Interaction effects on persistent current of ballistic cylindrical nanostructures

TL;DR

This paper investigates how electron-electron interactions affect the persistent current in ballistic cylindrical nanostructures under a magnetic field, revealing shifts in degeneracy points and new ground state crossings.

Contribution

It introduces a variational multireference wave function approach to study interaction effects beyond mean-field theory in cylindrical nanostructures.

Findings

Coulomb interactions shift degeneracy points in magnetic field.

Interaction induces singlet-triplet transitions at degeneracy points.

New ground state crossings lead to observable experimental signatures.

Abstract

We consider clean cylindrical nanostructures with an applied longitudinal static magnetic field.
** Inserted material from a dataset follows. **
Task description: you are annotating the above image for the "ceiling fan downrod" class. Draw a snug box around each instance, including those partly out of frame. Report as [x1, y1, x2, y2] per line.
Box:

Without Coulomb interaction, the field induces, for particular values, points of degeneracy where a change of ground state takes place due to Aharonov-Bohm effect. The Coulomb potential introduces interaction between the electronic configurations. As a consequence, when there is degeneracy, the ground state of the system becomes a many body state - unable to be described by a mean-field theory - and a gap is opened. To study this problem, we propose a variational multireference wave function which goes beyond the Hartree-Fock approximation. Using this ansatz, in addition to the avoided crossing formation, two other effects of the electron-electron interaction are pointed out: (i) the long-range part of the Coulomb potential tends to shift the position in magnetic field of the (avoided) crossing points and, (ii) at the points of (near) degeneracy, the interaction can drive the system from a singlet to a triplet state inducing new real crossing points in the ground state energy curve as function of the field. Such crossings should appear in various experiments as sudden changes in the response of the system (magnetoconductance, magnetopolarisability,...) when the magnetic field is tuned.